酔
父方の祖母は長崎の原爆を見たと聞いた。
郊外の高台から。
沢山子供を産んで敗戦後、暮らしが後退した夫(私の祖父)を諦めながらも立てて一緒に暮らし、子を残して育て上げた逞しい人。
私にとっては決して優しくなく、沢山の孫に囲まれた祖母。
80になって禁煙をして、90になって再開したと聞いた。
そりゃそうだ、何ももう我慢なんてする事ない。散々我慢もしてきた筈。思うようにしてほしい。
それでも95くらいまで生きた祖母。
私の兄は人懐っこく、愛嬌のある人だったからとても,可愛がられていた。そんな兄を幼い頃から高校時代までは羨んでいた。話が逸れた。

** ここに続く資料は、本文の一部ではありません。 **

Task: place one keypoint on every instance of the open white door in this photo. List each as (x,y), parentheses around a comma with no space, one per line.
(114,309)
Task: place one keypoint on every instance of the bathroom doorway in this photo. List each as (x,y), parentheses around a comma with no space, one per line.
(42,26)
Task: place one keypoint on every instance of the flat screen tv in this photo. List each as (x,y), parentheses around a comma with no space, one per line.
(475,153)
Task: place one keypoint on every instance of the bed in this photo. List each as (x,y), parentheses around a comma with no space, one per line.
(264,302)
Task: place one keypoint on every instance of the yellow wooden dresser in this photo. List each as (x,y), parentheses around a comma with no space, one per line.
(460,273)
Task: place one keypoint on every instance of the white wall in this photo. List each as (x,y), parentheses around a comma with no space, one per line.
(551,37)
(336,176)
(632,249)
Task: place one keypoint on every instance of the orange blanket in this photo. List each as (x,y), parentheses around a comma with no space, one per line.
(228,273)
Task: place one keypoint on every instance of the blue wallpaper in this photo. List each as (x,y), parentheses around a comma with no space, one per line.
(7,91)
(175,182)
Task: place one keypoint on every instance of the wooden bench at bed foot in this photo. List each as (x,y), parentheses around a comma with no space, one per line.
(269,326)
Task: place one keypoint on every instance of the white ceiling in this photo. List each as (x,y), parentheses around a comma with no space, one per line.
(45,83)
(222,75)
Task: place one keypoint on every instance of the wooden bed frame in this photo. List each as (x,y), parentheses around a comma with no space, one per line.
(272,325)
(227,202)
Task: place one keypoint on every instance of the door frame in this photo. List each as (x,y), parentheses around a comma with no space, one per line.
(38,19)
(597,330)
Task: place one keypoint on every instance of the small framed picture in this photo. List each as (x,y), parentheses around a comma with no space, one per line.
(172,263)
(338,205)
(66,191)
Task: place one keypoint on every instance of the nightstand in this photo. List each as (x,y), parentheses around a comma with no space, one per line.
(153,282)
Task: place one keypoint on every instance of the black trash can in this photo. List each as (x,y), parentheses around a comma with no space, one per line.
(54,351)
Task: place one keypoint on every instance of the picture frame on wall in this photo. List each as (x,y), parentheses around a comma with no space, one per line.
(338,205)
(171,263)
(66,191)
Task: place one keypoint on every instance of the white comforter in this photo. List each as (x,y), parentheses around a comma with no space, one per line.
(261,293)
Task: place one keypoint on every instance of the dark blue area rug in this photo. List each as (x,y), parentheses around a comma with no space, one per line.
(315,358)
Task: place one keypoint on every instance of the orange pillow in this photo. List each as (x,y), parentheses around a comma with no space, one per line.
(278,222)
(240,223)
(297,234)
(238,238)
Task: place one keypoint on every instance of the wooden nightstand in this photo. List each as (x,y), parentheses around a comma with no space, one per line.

でも亡くなる少し前にはやっと私の母や私に意識を向けてくれるようになっていた。
わかりやすい、饒舌な、表面的な優しさとは違った、地味で主張しないが、直接には親身に思う事に気づいてくれた。つまり私の母の優しさ、気持ちを最期らへんに注目し大切に見直そうとしてくれた。
きっと慌ただしい日々ばかりだったんだろう。
今は理解できる。
それを伝えてくれた事に感謝している。
どうかおばあちゃん、いろいろ会話できなかった事、質問できなかった事、許してほしい。
今は脳内で会話している。
ごめんなさい。
今よりもまだもっとずっと幼くて拙くて。
何とかも遅いことは重々承知。
だからずっと悲しいまま、生きていく。
今なら話せたのかな。
いや…自信なんてほんとない。
親とだって今なら間に合うだろう事だって、其の儘なんだから。
何も進歩しないで、懺悔やら後悔やら、只々積み上げていく人生。